ALBANY, N.Y. - It's deja vu all over again for Bruce Bailey. As founder and president of Latham-based alternative energy company AWS Truepower, Bailey is again watching the looming demise of a key federal tax break meant to encourage more wind power projects.
ALBANY, N.Y. — It's deja vu all over again for Bruce Bailey. As founder and president of Latham-based alternative energy company AWS Truepower, Bailey is again watching the looming demise of a key federal tax break meant to encourage more wind power projects.
Should Congress not renew a subsidy called the Production Tax Credit, due to end Dec. 31, it would mark the fourth time since 2000 the credit has lapsed when Congress declined to renew it. Each time, wind projects plummeted afterward.

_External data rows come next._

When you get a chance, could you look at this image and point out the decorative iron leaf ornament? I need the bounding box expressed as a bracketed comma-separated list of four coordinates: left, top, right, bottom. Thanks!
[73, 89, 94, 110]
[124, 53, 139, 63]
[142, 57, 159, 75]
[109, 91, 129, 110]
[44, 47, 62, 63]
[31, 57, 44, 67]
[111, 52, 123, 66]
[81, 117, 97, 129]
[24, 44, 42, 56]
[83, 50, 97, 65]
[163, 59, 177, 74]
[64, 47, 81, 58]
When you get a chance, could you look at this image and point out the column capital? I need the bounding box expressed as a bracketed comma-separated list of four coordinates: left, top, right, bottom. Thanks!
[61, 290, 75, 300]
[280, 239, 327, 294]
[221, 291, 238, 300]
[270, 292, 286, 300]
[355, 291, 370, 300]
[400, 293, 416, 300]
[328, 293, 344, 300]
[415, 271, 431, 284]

Bailey said he is "mentally prepared for the production tax credit to go away," although he rated the odds of it being extended at the last minute — like it was last year during the so-called "fiscal cliff" negotiations — at 50-50.
His 29-year-old alternative energy planning company, which helps develop wind and solar energy projects, has worked in more than 30 states, as well as 60 countries. Calling the repeated peril to the wind credit "perpetual politics," Bailey said his company is shifting more attention overseas to deal with "uncertainty" in U.S. energy policy.
With an office in India, AWS Truepower also recently incorporated in Brazil, Bailey said. It also has created partnerships with similar alternative energy companies in Turkey and Poland, where wind energy projects continue to move forward.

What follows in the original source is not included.